Tuesday, 27 June 2017

Storytelling As A Form Of Expression For Children With Special Needs




Storytelling As A Form Of Expression For Children With Special Needs



By Monisha Iswaran



Putting the effort into teaching your child with special needs how to engage with activities such as storytelling will benefit them considerably in the long run. It is one medium through which they can find an outlet for some much needed self expression. Understanding stories and learning how to retell them to an audience (even if that audience is only mum and dad sometimes), can help with reading, writing, self-confidence and numerous other skills that are essential as your little ones grow up.



The great thing about storytelling is that you are able to match the level of difficulty to your child’s ability. There are a wide number of children’s books available, which suit kids of different reading capabilities. You want to make sure you increase the difficulty of the books your little one reads by small increments - enough so that they are continually challenged and learning, but not so much that they feel discouraged and begin to resent reading as an activity. Once they have become familiar with the simple storyline, get them to retell the gist of it back to you. Similarly, you’ll want to increase the level of detail you expect from them bit by bit. When they first begin this activity, is likely they will only recap the story in a basic one line summary, or perhaps tell you a little about the main characters. That is totally fine! Although you may have to start out by asking them lots of prompting questions, the need to do so will slowly dissipate as they gain confidence, and hopefully begin to recall more from what they have read.



Another wonderful aspect of storytelling is that it is an activity you can engage in literally anytime, and anywhere. You don’t even really need a book present - you could have your little one practice by telling you a story about something that happened in school that day. If they are confident with the activity, they can even make something up and develop their imagination at the same time.



If it’s hard to convince your little ones to get excited about storytelling, combine it with an activity they already find fun! Swings are a great investment, as your kids will no doubt enjoy playing on them, but they are able to multitask while swinging back and forth. You could even make a game out of it, by saying “for each line of the story you tell me, I’ll give you one big push”, as they rock back and forth! Cots are extremely useful, as once you put your little one down for a nap or at their bedtime each night, you can recap the day’s happenings in storytelling form. If they are about to drift off to sleep, you can take a turn at reading to them or telling a story. That way they hear your version as an example, and we all know that’s how kids learn best.

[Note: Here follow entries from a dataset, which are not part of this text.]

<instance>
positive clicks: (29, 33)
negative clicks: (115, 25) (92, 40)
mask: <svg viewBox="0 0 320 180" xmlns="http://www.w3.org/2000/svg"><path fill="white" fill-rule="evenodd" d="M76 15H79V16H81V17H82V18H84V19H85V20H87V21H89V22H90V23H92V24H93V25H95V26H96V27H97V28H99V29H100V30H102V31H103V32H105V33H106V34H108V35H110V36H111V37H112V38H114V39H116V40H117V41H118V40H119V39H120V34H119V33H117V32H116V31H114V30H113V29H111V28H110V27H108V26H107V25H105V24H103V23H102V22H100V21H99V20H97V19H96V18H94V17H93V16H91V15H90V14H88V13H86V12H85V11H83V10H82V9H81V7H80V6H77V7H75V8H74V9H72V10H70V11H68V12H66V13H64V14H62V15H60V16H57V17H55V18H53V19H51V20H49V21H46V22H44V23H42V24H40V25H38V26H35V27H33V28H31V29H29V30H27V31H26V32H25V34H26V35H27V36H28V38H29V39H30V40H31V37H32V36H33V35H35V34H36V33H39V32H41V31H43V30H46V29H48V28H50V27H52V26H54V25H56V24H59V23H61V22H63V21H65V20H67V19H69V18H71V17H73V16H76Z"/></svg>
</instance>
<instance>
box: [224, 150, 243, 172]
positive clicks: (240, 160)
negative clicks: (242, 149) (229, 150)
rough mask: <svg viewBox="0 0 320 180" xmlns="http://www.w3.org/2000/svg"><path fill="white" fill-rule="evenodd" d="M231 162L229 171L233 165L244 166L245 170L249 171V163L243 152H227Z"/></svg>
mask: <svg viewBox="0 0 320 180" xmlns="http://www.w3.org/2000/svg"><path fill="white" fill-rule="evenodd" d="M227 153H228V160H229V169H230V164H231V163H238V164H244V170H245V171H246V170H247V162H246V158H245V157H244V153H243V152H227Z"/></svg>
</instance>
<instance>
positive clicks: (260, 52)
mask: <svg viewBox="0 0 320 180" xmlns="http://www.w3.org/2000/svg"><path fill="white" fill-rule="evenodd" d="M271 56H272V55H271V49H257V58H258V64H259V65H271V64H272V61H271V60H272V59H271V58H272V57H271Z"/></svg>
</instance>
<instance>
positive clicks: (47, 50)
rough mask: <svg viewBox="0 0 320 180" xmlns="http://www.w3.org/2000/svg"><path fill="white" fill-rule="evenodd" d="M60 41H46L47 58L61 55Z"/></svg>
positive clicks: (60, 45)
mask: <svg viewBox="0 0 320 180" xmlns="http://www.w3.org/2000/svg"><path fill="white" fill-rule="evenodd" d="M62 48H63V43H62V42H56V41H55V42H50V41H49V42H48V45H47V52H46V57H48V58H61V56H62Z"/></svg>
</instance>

The best thing about storytelling is that you can truly use it as a confidence-booster for kids. Particularly in the case of children with special needs or those with learning disabilities, issues such as self esteem and believing in their own capabilities are extremely important for their development. Activities that involve public speaking, language and can be adjusted to their current level of learning are perfect for doing so. Not to mention, getting lost in a love of reading and storytelling can be a fantastic form of self-expression and the perfect escape from the struggles of everyday life.



As a parent, encouraging your child to participate in such activities, especially in your household, outside of just school is particularly important such that your little ones start to identify storytelling as more than just something they have to do, but rather a hobby they can turn to when they feel down, or just need an emotional release. The benefits are numerous, it’s easy to implement and there aren’t any downsides - so what are you waiting for?